NESTOR | data series management/exploration/analytics

Storage and retrieval system for complex analytics on big sequence collections

Features

Summarization and Indexing

NESTOR uses specialized summarization techniques for both reducing the size of data series, but also for allowing blazing fast analytics. It additionally allows for the construction of domain specific indexes and decide when to use them by performing access path selection. Such indexes facilitate both analytical (such as similarity search) as well as aggregation queries.

Parallelization

Both data storage, indexing, as well as query processing can scale to large clusters of computing nodes, allowing both for multi-TB data processing but also for large analytical jobs to be performed in seconds.

Adaptive Reorganization

NESTOR's storage layer continuously and adaptively reorganizes the underlying data layout in order to match the current workload, without incurring any additional overhead.

Modern Hardware Optimizations

We utilize all modern hardware optimization techniques such as SIMD, NUMA-aware multi-processing, GPUs and SSD optimizations.

Team

Prof.
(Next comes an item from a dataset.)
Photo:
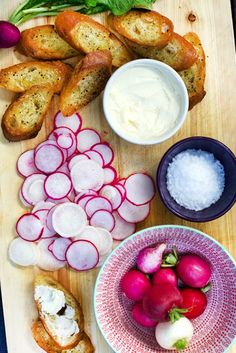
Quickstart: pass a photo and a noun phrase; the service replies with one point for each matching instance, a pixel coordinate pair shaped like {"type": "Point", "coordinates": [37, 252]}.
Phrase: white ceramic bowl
{"type": "Point", "coordinates": [172, 76]}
Themis Palpanas (University of Paris)
Prof. Stratos Idreos (Harvard University)
Dr. Kostas Zoumpatianos (Harvard University & University of Paris)
PhD students: Qitong Wang, Ilias Azizi
Research Engineers: -
Collaborators: Anastasia Bezerianos, Niv Dayan, Panagiota Fatourou, Haridimos Kondylakis, Theophanis Tsandilas

Alumni: Paul Boniol, Manos Chatzakis, Karima Echihabi, Botao Peng, Luka Jakovljevic, Anna Gogolou, Michele Linardi, Federico Roncalo, Xucheng Tang

Research

We have developed the current state-of-the-art data series indexes, iSAX2+ (bulk loading), ADS+ and Dumpy (adaptive), DPiSAX and Odyssey (distributed), ParIS+ and Hercules (multi-core), SING (GPU), MESSI and Elpis (in-memory), Coconut-LSM (streaming series), ULISSE (variable-length), and ProS (progressive query answering) the first data series query workload benchmark, as well as DSStat, a toolset for data series preprocessing and visualization.

We have applied our techniques on streaming and uncertain data series, and have worked with data from diverse domains, such as home networks, road tunnels, seismology, neuroscience, astrophysics, manufacturing, as well as from deep learning embeddings.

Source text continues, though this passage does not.